My mom was really excited when I wanted to try the pump, after years of her and my endo asking if I wanted to and me flat out going "NO!" because like you, it freaked me out(those brochures with kids playing soccer with them on, the idea of them getting ripped out make me wanna throw up..and then when i experienced a site getting ripped out when i was running...it validated my fear haha) but after seeing me on insulin for just one week, she changed her mind. I was determined to give it the 3months at least before deciding..but she saw everything i went through(because i lived at home at the time so i could adjust to the pump without worrying about rent) and hated every moment of it. she doesn't hate the pump, thinks it's great for some people, but doesnt want to see me on it again until i am wanting to have a family and the technology has improved(same thing my endo said when i told him i wanted off, he agreed with me on going back to shots because the pump was failing so bad for me)

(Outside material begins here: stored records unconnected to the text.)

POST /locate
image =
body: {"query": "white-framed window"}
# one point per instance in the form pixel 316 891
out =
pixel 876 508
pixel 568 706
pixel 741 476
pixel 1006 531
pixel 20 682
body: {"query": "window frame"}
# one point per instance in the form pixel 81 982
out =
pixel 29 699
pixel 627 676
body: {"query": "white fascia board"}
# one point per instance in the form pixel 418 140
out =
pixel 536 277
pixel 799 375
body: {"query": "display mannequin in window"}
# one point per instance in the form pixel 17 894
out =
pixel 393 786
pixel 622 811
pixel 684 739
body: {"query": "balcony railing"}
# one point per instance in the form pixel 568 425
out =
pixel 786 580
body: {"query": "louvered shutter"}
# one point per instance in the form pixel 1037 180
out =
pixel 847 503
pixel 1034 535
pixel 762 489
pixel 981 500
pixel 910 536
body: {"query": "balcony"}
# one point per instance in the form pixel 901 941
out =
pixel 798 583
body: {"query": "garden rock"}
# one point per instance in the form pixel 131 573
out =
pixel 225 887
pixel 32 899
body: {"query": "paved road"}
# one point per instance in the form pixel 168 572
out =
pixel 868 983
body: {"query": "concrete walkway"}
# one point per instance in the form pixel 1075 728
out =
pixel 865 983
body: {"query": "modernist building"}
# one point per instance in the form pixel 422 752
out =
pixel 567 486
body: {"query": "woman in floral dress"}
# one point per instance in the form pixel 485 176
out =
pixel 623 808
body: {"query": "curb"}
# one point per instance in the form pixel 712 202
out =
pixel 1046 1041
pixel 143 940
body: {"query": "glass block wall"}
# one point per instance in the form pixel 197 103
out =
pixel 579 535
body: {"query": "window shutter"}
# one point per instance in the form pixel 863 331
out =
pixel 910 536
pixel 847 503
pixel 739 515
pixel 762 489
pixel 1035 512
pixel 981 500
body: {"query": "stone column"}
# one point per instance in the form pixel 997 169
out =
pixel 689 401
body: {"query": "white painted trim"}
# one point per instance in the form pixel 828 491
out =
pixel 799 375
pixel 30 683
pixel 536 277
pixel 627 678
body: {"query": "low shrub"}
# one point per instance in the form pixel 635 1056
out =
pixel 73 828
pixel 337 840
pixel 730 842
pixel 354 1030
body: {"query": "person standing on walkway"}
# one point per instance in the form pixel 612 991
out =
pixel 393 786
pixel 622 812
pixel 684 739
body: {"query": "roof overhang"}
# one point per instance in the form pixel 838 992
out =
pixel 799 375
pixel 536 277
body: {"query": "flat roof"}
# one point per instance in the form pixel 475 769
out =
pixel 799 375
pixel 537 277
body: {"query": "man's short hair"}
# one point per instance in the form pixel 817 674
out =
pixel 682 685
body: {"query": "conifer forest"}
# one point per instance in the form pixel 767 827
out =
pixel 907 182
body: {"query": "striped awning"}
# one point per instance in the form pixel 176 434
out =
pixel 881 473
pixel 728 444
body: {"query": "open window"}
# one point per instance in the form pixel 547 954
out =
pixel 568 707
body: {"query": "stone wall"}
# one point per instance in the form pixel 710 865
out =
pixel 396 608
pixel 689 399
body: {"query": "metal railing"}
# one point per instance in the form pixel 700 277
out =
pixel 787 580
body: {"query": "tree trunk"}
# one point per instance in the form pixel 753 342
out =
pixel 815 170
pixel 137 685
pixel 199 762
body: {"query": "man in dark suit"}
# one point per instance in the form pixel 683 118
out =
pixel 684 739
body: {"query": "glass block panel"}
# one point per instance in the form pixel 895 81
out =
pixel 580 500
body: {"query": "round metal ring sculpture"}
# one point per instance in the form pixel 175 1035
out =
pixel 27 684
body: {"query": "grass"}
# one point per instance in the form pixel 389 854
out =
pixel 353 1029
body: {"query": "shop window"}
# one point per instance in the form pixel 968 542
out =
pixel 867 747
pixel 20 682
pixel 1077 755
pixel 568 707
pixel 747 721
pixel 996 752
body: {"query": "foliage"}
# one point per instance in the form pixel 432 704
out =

A CGM is similar to the pump if only because you need to keep a small computer on your persons at all times and there's also an infusion site type needle that stays in the body. CGM's are wireless though, so there is no tubing to worry about. From what I understand, you still need to worry about hitting nerves or getting a bad spot, but it's not as damaging as having a pump site fail.
I am actually going to my endo today to discuss getting a CGM to help me gain better control. Sadly, in Canada the only CGM option is the MM Guardian, though I'd much rather get a Dexcom.